« Car c’est exactement ce qu’il ferait, il emménagerait, elle lui servirait des repas nourrissants, elle le remettrait d’aplomb, il retrouverait des forces et s’en irait, sur sa chaloupe, sur son galion, il sillonnerait les sept mers en quête du Saint Graal, d’Hélène de Troie, ou de Zenia, l’œil vissé à sa lunette d’approche, guettant son drapeau de pirate. »
Nous sommes le 23 Octobre 1990, dans une ville canadienne où la crise fait rage. Comme tous les mois, trois amies se retrouvent dans un restaurant pour déjeuner : il y a Tony, la toute petite historienne, fascinée par la guerre, Charys, une douce femme qui élève ses poules et perçoit les ondes et auras autour des autres et Roz, une massive femme d’affaire richissime. A priori, rien ne les réunit et lorsqu’elles ont fait leurs études ensemble, à l’université, elles se sont copieusement ignorées.
Mais depuis, elles ont rencontré, elles ont subi Zenia. Tour à tour, Zenia a gagné leur amitié en les touchant dans leurs faiblesses les plus personnelles, s’est installée dans leur vie, et a séduit leur homme. Le West de Tony a mieux résisté que le Billy de Charis ou le Mitch de Roz, mais les trois femmes sont durement atteintes. Même si Zenia est morte depuis plusieurs années, qu’elle a sauté dans une bombe à Beyrouth, qu’elles ont assisté à l’enterrement de ses cendres, elle les hante encore, jour et nuit. Elle est leur pire cauchemar.
Après la mort de Zenia, elles ont continué à se voir tous les mois. Cette fois ci, Roz a choisi le Toxique, un nouveau restaurant à la mode en ville. Elles s’y assoient, papotent et, au moment du dessert, voient Zenia entrer, passer à côté d’elles en les regardant.
Ce roman raconte d’abord la journée du 23 Octobre telle qu'elle est vécue par chacune des trois femmes, puis, lors d'un flash back assumé, leurs rencontres avec Zenia et enfin leurs réactions à sa résurrection. Chacune des trois histoires est un portrait de femme, de vie, la description d’un caractère, profondément humain et marqué par ses expériences. Mais nulle part n’est fait le portrait de Zenia, qui passe, comme « une statuette ancienne retrouvée dans un palais minoen : les seins volumineux, la taille fine, les yeux sombres, les cheveux sinueux comme des serpents » : c’est Zenia qui raconte sa vie, ses versions de sa vie, changeant pour s’adapter aux femmes qu’elle séduit.

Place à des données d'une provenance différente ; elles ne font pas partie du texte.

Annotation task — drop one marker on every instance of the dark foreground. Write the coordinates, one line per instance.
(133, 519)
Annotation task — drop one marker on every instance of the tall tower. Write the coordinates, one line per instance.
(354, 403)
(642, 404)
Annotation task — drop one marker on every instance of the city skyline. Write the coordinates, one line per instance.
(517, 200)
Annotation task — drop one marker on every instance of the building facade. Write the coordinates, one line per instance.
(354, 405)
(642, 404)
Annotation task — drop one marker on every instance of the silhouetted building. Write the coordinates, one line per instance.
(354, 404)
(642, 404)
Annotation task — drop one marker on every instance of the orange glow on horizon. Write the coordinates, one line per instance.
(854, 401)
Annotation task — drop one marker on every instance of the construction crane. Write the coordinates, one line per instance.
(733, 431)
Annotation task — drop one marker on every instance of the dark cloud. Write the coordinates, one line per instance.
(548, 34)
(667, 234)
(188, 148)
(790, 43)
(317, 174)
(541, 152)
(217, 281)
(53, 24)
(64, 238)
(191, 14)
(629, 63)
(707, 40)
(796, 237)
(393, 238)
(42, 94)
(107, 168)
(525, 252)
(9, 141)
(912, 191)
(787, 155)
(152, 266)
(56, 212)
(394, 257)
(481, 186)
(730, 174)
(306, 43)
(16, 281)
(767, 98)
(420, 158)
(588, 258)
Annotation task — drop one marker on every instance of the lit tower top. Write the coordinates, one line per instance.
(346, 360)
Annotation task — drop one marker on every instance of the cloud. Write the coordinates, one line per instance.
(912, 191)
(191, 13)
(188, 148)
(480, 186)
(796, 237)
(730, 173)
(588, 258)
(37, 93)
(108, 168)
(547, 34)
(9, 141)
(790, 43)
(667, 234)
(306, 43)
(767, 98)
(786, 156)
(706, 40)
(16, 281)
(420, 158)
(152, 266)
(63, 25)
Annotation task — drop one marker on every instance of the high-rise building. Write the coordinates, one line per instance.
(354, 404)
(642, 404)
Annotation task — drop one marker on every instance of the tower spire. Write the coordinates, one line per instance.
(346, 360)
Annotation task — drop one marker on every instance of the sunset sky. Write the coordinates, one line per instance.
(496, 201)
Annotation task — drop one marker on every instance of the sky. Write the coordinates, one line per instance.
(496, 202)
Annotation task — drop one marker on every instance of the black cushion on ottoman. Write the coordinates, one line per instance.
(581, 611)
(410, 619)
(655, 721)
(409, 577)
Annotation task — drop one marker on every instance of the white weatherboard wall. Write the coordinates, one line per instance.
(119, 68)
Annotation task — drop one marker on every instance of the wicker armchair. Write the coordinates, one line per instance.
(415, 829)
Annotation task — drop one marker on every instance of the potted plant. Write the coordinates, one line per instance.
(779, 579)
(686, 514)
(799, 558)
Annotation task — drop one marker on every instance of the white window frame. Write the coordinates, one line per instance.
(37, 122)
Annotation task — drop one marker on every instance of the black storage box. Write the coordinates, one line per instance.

On se prend vite d’amitié pour ses victimes, toutes empêtrées qu’elles sont dans leurs histoires. Puis une certaine forme de fascination naît aussi pour Zenia : est-elle vraiment si diabolique ? Quelle est la part déformée par les trois narratrices ? Et la place des hommes ? Ne sont-ils réellement que des marionnettes manipulées par les femmes, toutes les femmes ?
J’ai bien aimé ce roman. J’avoue avoir été déçue après la lecture du Tueur aveugle que j’avais adoré. Celui là est trop construit dans sa narration : contrairement au Tueur où le plan du roman se poursuivait tout en finesse, on perçoit assez vite quel a été l’objectif de l’auteur « alors, je vais faire un plan tripartite, qui sera à chaque fois subdivisé en trois : Tony, puis Charis, puis Roz. Et dans chaque partie, elles vont réagir comme ça, comme ça, comme ça ». Cela lui donne un peu de lourdeur, ce qui gêne un peu, surtout vers la fin.
Mais le style est toujours aussi enlevé, les personnages (féminins uniquement, car il ne sert à rien de parler des hommes, à peine évoqués) sont puissants, marquants, touchants et, bien que l’histoire soit commune, elle est traitée d’une manière originale. J’ai beaucoup apprécié la manière dont est évoquée la présence quasi démoniaque de Zenia qui fait face à des héroïnes humaines, trop humaines.